Among Mr. Rudy Mosbergen’s recollections of the Cathedral, the traumatic war years stood out. He remembered February 15, 1942, the day the British surrendered Singapore to the invading Japanese army, quite vividly. He said: “It was quite obvious that nobody would be in church that day because the city had been devastated by bombing the week before. But we were dedicated and wanted to attend Mass. The priests had decided to continue the Mass and so we went. And we believed that the bombings had come to an end.”
Mr. Mosebergen attended the 8 am Mass with his family and his grandparents. The Cathedral was virtually empty, except for the Mosbergens and two other families.
Mr. Mosbergen, in his book ‘In the Grip of a Crisis’ which describes his experiences during the Japanese Occupation, wrote: “No sooner had the service ended at 9am that the sirens started wailing again. It was another Japanese air attack.”

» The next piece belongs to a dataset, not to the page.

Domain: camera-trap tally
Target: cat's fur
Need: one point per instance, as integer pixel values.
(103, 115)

His grandfather insisted the family rush home without him. The elderly man could only amble along with the help of his walking stick. Thankfully, they managed to make it home before the bombs fell all around them.
One bomb landed in St. Joseph’s Institution, his alma mater, narrowly missing the chapel and the Brothers’ quarters. Another bomb fell right in front of the Cathedral, leaving a “huge crater” in the road and damaging parts of the Cathedral. But no one was hurt.
Yet another bomb landed on the nearby Convent of the Holy Infant Jesus (CHIJ), killing two women who had earlier attended the 8 am Mass at the Cathedral. They had sought refuge from the shelling at the CHIJ but unfortunately lost their lives there. Both women were friends of the Mosbergens.
After the war was over, the church became a “much lighter and livelier place”. He said: “We dusted off sheets of songs about freedom and liberation, which we had put away during the war. Often, the church-goers would even interpose shouts of ‘Freedom’ and ‘ Liberty’ when they sang hymns that had none of these words originally.”